Chung Myung terkekeh sinis seutuhnya.
"Singkirkan saja seluruh omong kosong tidak berguna dari lubang mulut kotor itu saat ini juga."
"Kau-!"
"Sesosok bajingan kurang ajar yang terbukti secara sepihak melangkahkan kaki menerobos masuk ke dalam kediaman sekte orang lain dan melayangkan ancaman paksa meminta pemilik kediaman untuk segera angkat kaki jika masih menyayangi keselamatan nyawa mereka, saat ini justru dengan tidak tahu malunya berdiri tegak di halaman ini berkhotbah panjang lebar perihal nilai etika kesopanan di depan umum. Aku pribadi menduga nilai etika kesopanan yang kau banggakan barusan hanyalah merupakan wujud tameng konyol yang kelak baru akan kau keluarkan di saat bagian hatimu sedang membutuhkannya belaka kelak, bukan?"
"……"
Jin Hyeon menggigit bibir bawahnya sangat kencang seutuhnya.
Meskipun bagian dadanya meledak dipenuhi amarah, ia sangat kesulitan untuk sekadar merumuskan kalimat bantahan logis yang layak untuk disuarakan dari balik bibirnya saat ini juga.
Karena ia sendiri menyadari dengan sangat jelasnya bahwa seluruh untaian kalimat makian kasar yang dilontarkan oleh Chung Myung baru saja terbukti sepenuhnya benar adanya seutuhnya.
"Hal penting apa lagi sebenarnya yang tersisa untuk didiskusikan di antara kita kelak? Kalian sekalian silakan selesaikan saja apa pun rencana jahat yang sangat ingin kalian selesaikan di tempat ini kelak."
"Makna implisit macam apa sebenarnya yang sedang kau coba sampaikan lewat kalimat ucapanmu baru saja?"

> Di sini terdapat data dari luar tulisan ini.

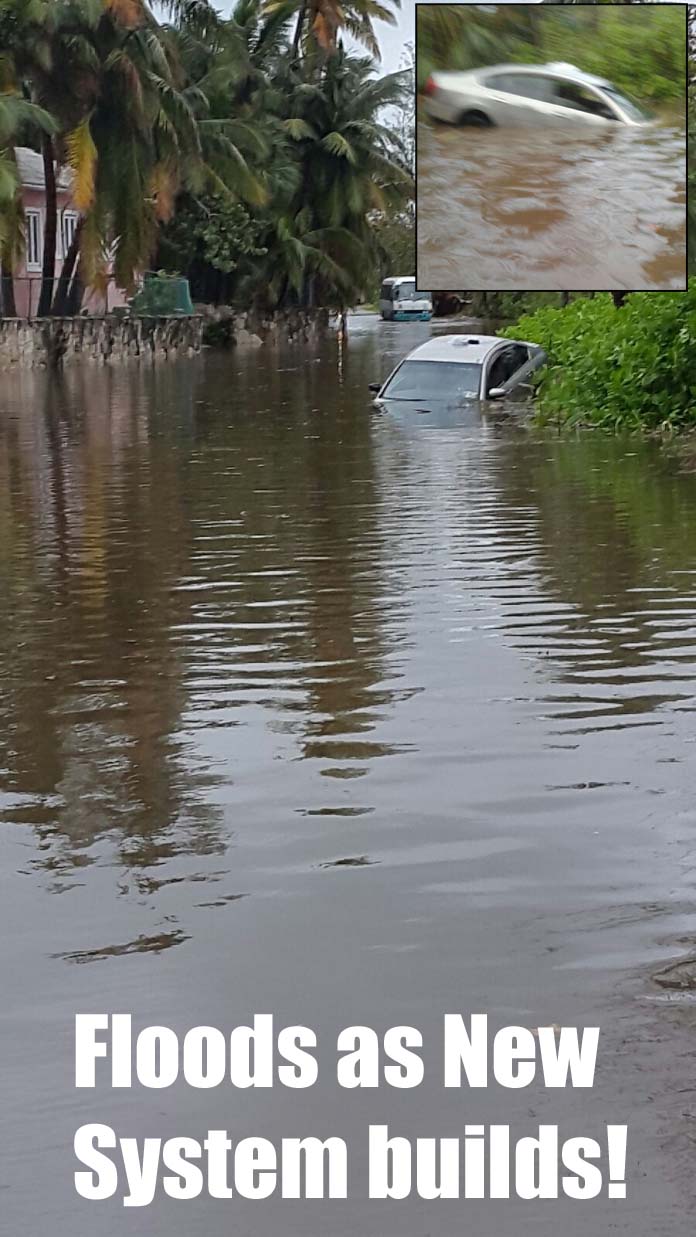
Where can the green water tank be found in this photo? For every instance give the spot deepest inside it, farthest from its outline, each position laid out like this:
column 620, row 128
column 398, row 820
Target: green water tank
column 162, row 296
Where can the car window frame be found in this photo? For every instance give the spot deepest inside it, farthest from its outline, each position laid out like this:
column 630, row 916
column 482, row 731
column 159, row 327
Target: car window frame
column 595, row 90
column 522, row 77
column 496, row 355
column 383, row 392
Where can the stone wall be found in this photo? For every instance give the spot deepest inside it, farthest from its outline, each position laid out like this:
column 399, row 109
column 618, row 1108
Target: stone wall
column 53, row 342
column 226, row 327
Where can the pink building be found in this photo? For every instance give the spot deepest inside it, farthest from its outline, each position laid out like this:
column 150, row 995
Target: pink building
column 27, row 275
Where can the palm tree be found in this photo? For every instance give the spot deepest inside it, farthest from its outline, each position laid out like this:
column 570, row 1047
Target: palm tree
column 17, row 119
column 320, row 22
column 109, row 72
column 349, row 168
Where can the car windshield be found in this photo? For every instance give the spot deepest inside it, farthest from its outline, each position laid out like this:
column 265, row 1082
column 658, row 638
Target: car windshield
column 632, row 109
column 434, row 380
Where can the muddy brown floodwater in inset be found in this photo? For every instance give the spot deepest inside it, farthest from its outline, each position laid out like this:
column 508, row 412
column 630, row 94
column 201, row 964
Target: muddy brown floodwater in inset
column 522, row 208
column 350, row 718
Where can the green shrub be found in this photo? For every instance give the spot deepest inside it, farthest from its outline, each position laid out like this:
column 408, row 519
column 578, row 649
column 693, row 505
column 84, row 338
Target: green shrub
column 619, row 369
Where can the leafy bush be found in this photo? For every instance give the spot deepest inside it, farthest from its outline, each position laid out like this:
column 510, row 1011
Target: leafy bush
column 618, row 369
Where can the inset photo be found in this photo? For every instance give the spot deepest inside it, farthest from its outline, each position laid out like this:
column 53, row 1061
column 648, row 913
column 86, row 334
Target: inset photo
column 551, row 146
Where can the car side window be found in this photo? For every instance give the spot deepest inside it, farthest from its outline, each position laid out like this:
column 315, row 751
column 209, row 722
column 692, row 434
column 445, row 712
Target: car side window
column 506, row 365
column 526, row 85
column 581, row 98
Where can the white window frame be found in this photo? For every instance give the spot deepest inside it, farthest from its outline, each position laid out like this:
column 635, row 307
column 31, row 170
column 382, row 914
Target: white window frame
column 72, row 217
column 33, row 213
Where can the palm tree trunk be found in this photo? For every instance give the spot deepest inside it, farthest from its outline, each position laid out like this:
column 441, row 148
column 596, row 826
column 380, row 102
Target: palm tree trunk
column 8, row 291
column 298, row 30
column 51, row 228
column 69, row 262
column 76, row 295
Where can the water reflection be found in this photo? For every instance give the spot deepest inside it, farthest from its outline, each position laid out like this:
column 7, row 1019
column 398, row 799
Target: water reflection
column 313, row 709
column 545, row 209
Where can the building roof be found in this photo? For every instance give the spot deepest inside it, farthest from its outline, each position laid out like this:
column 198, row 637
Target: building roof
column 30, row 166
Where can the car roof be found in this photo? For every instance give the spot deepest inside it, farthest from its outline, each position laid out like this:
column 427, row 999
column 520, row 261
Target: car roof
column 467, row 349
column 556, row 68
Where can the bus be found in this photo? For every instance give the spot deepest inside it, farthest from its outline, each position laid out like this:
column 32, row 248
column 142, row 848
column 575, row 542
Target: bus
column 399, row 301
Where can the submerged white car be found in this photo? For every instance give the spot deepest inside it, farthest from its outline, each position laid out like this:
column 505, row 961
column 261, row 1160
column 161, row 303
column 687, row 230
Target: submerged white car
column 529, row 94
column 451, row 369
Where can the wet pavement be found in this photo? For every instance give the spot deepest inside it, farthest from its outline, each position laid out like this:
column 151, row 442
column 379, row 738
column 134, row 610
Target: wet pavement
column 528, row 208
column 315, row 710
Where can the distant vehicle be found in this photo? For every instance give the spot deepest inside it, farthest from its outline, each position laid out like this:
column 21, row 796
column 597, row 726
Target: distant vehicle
column 529, row 94
column 450, row 369
column 399, row 301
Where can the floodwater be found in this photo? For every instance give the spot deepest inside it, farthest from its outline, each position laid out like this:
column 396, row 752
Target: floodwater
column 314, row 711
column 545, row 209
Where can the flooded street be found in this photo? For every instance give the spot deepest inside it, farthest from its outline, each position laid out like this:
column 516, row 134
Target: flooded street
column 521, row 208
column 310, row 710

"Kau sebelumnya secara tegas melayangkan batas waktu toleransi selama tiga shichen lamanya untuk mengusir sekte ini dari tempat ini, bukankah begitu?"
"……"
"Kembalilah melangkahkan kaki kotor kalian mengunjungi halaman sekte ini setelah batas waktu tiga shichen tersebut resmi berakhir kelak. Silakan peragakan metode kekerasan fisik apa pun yang sangat ingin kalian gunakan demi mewujudkan rencana pengusiran paksa tersebut kelak kelak. Meskipun begitu……"

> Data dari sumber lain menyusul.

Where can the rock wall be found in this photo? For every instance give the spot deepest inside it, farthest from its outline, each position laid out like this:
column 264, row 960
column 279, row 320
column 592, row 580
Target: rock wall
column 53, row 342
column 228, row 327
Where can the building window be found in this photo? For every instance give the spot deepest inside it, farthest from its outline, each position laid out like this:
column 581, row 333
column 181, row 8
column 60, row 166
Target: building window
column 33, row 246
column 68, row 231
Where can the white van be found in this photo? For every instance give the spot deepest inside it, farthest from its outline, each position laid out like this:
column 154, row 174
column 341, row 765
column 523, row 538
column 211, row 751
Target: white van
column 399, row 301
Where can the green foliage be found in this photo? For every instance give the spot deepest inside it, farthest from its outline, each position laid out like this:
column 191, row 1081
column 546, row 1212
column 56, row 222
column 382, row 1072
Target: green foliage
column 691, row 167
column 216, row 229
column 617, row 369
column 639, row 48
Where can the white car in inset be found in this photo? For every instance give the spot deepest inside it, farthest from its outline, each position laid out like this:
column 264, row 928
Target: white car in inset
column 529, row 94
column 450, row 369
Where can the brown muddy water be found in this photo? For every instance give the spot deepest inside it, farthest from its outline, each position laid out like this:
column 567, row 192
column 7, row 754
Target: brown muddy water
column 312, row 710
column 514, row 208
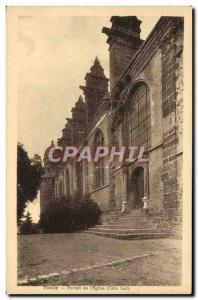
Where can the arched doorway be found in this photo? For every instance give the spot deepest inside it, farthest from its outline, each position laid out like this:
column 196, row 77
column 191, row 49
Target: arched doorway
column 138, row 187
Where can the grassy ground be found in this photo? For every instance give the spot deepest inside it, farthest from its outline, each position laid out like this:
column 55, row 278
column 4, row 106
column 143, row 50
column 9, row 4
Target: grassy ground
column 45, row 254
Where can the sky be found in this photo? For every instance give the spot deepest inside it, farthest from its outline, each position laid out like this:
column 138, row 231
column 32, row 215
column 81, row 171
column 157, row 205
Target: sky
column 55, row 53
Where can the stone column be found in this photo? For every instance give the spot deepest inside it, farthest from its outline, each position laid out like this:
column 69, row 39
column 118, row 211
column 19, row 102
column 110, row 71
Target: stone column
column 146, row 182
column 125, row 204
column 146, row 187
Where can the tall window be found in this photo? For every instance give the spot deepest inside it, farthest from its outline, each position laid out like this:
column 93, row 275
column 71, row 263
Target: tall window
column 99, row 165
column 139, row 117
column 67, row 183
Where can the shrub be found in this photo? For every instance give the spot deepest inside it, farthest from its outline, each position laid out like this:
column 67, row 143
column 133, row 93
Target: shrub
column 70, row 215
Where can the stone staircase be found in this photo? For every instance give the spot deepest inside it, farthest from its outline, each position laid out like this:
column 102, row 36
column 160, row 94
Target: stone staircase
column 131, row 225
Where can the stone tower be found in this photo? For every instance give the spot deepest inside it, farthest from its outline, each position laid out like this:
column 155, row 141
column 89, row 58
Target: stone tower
column 124, row 40
column 95, row 89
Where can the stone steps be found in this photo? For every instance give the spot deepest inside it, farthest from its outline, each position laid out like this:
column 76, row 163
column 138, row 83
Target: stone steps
column 132, row 225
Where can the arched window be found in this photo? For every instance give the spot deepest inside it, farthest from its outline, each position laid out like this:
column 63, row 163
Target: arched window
column 79, row 177
column 139, row 117
column 67, row 183
column 99, row 165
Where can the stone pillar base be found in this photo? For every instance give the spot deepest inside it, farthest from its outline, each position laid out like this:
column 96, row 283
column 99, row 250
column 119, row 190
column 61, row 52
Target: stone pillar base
column 125, row 207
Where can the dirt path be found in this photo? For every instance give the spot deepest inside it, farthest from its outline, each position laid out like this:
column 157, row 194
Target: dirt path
column 158, row 261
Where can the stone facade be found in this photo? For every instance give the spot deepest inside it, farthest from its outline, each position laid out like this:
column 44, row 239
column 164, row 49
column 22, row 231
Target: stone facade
column 144, row 107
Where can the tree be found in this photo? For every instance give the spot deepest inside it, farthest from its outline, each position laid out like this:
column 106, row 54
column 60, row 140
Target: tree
column 29, row 173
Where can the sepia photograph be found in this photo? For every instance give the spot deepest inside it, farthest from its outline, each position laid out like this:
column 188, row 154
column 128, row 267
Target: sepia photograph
column 99, row 114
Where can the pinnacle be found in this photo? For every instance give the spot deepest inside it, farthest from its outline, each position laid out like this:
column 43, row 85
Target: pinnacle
column 96, row 61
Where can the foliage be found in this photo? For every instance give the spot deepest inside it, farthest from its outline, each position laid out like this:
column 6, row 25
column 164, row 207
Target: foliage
column 29, row 173
column 70, row 215
column 27, row 226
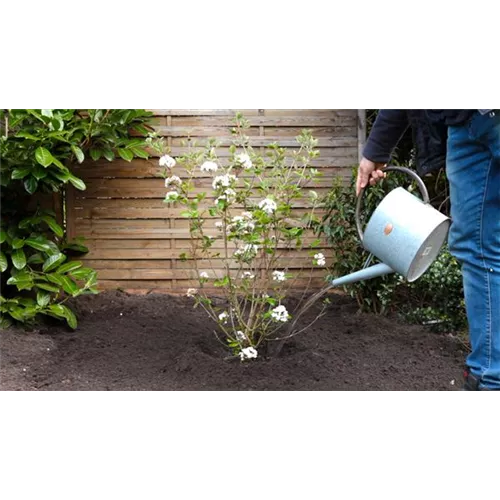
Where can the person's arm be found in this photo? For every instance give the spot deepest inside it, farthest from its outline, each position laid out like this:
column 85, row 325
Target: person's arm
column 388, row 129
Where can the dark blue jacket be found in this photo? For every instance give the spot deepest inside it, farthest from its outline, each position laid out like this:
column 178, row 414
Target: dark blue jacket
column 430, row 134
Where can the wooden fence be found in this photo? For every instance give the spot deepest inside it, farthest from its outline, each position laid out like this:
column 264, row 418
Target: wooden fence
column 136, row 240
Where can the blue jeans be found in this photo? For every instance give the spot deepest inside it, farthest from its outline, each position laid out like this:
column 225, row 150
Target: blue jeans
column 473, row 171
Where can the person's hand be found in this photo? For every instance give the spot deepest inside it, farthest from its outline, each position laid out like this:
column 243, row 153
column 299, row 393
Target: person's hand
column 369, row 173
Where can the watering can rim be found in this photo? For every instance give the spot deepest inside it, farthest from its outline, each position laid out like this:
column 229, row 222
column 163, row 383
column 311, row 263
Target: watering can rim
column 421, row 185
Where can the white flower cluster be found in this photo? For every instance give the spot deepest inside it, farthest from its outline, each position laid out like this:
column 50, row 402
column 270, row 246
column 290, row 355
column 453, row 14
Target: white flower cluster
column 229, row 196
column 172, row 196
column 280, row 314
column 241, row 337
column 249, row 353
column 245, row 161
column 279, row 276
column 173, row 181
column 167, row 161
column 224, row 181
column 242, row 224
column 248, row 252
column 269, row 206
column 209, row 166
column 320, row 259
column 224, row 318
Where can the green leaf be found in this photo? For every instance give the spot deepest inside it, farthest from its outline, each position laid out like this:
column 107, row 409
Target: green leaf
column 17, row 243
column 36, row 258
column 54, row 226
column 26, row 135
column 44, row 157
column 82, row 274
column 80, row 155
column 3, row 262
column 95, row 154
column 53, row 262
column 126, row 154
column 62, row 176
column 69, row 267
column 39, row 244
column 39, row 172
column 58, row 311
column 20, row 173
column 78, row 183
column 140, row 153
column 43, row 298
column 57, row 163
column 70, row 317
column 76, row 248
column 47, row 287
column 31, row 185
column 141, row 129
column 19, row 259
column 109, row 154
column 64, row 312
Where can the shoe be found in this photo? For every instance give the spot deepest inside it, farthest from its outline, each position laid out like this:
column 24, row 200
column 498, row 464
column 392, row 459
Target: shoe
column 473, row 384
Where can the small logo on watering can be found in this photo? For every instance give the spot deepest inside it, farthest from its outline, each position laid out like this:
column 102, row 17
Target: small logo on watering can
column 411, row 250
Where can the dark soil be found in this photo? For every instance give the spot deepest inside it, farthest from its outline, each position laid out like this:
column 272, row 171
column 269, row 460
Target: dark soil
column 160, row 343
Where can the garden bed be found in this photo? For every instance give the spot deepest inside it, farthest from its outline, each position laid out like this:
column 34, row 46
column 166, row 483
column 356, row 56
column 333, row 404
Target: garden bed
column 159, row 343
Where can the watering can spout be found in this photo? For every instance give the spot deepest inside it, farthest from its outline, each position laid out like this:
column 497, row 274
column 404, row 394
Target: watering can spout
column 365, row 274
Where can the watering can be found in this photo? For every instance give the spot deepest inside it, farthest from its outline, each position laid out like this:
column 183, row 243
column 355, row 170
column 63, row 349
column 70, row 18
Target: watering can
column 405, row 233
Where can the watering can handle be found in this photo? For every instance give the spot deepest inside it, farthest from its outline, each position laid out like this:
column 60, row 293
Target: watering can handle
column 411, row 173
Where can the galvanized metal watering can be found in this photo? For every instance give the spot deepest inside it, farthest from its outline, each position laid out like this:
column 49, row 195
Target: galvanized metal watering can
column 405, row 233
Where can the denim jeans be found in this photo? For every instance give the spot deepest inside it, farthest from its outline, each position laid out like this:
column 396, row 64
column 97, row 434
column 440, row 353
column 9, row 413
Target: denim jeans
column 473, row 170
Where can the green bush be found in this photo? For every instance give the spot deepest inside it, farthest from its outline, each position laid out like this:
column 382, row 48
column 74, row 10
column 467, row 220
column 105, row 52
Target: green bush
column 435, row 300
column 37, row 149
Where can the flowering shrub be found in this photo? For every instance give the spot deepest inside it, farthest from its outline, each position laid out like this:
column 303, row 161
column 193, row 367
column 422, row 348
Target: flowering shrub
column 241, row 242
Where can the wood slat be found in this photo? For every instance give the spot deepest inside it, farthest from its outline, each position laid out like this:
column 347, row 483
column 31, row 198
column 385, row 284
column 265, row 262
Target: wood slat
column 136, row 240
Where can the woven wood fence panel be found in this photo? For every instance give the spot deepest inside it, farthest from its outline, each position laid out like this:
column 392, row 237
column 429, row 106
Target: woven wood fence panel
column 136, row 240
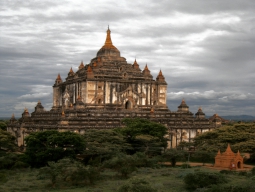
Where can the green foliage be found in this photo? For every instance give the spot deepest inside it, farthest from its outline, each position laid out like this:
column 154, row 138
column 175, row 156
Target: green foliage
column 173, row 155
column 45, row 146
column 12, row 161
column 7, row 141
column 137, row 185
column 69, row 171
column 185, row 166
column 123, row 164
column 217, row 188
column 142, row 160
column 204, row 156
column 203, row 179
column 103, row 144
column 137, row 126
column 240, row 137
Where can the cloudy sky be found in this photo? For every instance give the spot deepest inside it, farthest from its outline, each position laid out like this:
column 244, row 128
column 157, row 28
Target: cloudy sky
column 206, row 49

Sudut belahan bibir Chung Myung tampak melengkung membentuk senyuman tipis yang sangat mengerikan seutuhnya kelak.
"Kalian sekalian sudah sewajarnya wajib mempersiapkan ketahanan fisik kepala kalian dengan sebaik-baiknya sebelum melangkahkan kaki kembali ke mari kelak, agar kepala kalian tidak berakhir pecah berantakan berkeping-keping dihantam oleh kekerasan fisikku nanti. Aku pribadi telah melayangkan kalimat peringatan dini yang sangat adil sekali untuk kalian hari ini."

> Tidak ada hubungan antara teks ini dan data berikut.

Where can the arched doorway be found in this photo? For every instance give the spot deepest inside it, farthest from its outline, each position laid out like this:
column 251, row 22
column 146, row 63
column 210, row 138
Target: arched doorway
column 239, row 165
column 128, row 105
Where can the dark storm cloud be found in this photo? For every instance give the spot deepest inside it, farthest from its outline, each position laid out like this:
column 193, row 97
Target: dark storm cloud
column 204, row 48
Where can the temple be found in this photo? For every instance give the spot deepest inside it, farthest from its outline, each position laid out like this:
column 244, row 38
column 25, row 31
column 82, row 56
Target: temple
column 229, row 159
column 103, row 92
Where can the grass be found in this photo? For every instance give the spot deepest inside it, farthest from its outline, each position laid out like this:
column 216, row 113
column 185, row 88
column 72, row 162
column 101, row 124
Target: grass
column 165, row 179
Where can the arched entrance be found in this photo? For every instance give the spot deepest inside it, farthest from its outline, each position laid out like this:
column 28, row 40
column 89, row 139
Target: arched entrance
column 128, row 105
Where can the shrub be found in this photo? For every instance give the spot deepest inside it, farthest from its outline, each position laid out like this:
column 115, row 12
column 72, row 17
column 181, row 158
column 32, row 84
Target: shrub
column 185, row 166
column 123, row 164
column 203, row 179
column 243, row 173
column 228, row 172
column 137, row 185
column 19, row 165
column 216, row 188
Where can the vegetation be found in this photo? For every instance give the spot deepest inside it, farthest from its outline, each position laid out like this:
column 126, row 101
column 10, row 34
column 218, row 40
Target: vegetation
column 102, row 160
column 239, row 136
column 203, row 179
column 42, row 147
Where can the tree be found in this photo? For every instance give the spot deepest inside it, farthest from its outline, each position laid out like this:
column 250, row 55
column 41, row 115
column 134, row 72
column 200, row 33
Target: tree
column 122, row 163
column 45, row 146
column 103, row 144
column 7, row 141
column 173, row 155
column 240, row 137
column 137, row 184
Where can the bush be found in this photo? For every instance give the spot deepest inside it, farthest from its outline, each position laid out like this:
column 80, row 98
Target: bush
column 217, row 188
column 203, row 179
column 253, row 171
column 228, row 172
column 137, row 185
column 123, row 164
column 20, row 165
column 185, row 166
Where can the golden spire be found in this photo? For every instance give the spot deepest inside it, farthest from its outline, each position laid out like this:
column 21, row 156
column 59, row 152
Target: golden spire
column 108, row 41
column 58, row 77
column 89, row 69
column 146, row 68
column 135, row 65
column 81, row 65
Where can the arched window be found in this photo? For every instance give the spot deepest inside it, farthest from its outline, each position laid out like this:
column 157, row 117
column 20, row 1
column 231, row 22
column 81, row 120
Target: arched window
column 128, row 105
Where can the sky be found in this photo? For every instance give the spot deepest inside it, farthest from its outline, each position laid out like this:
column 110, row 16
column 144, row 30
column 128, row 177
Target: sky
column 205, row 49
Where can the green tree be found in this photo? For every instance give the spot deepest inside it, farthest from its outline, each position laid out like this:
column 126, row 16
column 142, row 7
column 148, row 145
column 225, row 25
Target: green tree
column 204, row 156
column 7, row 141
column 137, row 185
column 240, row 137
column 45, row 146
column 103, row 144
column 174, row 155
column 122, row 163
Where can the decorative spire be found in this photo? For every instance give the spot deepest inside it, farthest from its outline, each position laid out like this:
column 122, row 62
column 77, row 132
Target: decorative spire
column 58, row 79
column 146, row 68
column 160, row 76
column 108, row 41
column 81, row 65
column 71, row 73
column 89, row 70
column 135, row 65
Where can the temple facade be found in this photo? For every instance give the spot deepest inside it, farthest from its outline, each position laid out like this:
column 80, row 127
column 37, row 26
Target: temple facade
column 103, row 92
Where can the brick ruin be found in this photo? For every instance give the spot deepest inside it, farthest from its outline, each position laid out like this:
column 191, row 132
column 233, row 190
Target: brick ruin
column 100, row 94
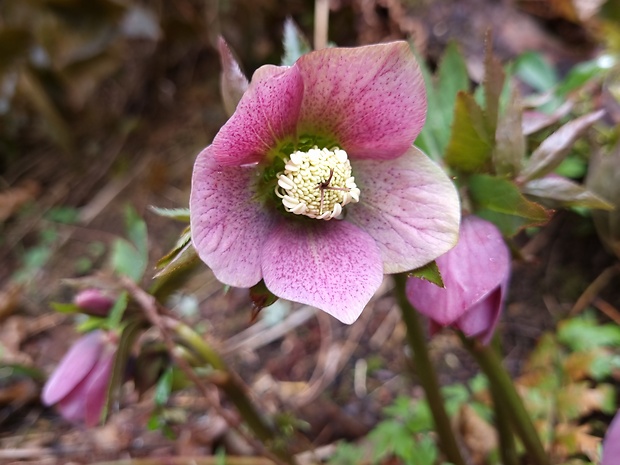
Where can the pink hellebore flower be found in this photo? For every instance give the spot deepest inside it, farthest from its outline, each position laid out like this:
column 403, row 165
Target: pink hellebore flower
column 611, row 443
column 93, row 302
column 329, row 138
column 80, row 382
column 475, row 275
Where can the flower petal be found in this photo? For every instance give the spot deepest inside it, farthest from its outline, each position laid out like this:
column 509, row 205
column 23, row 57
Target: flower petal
column 479, row 264
column 228, row 224
column 409, row 206
column 74, row 367
column 267, row 113
column 370, row 99
column 333, row 266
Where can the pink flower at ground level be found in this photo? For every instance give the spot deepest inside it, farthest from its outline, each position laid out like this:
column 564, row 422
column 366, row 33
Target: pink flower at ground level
column 329, row 138
column 80, row 382
column 611, row 443
column 475, row 275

Seluruh rona warna merah kehidupan di wajah Jin Hyeon langsung memancar meredup lenyap tak berbekas seketika seutuhnya.
Dan segera setelah itu, sebuah amarah yang teramat sangat mengerikan sekali tampak mekar menyelimuti sekujur wajahnya yang pucat pasi seutuhnya saat itu juga.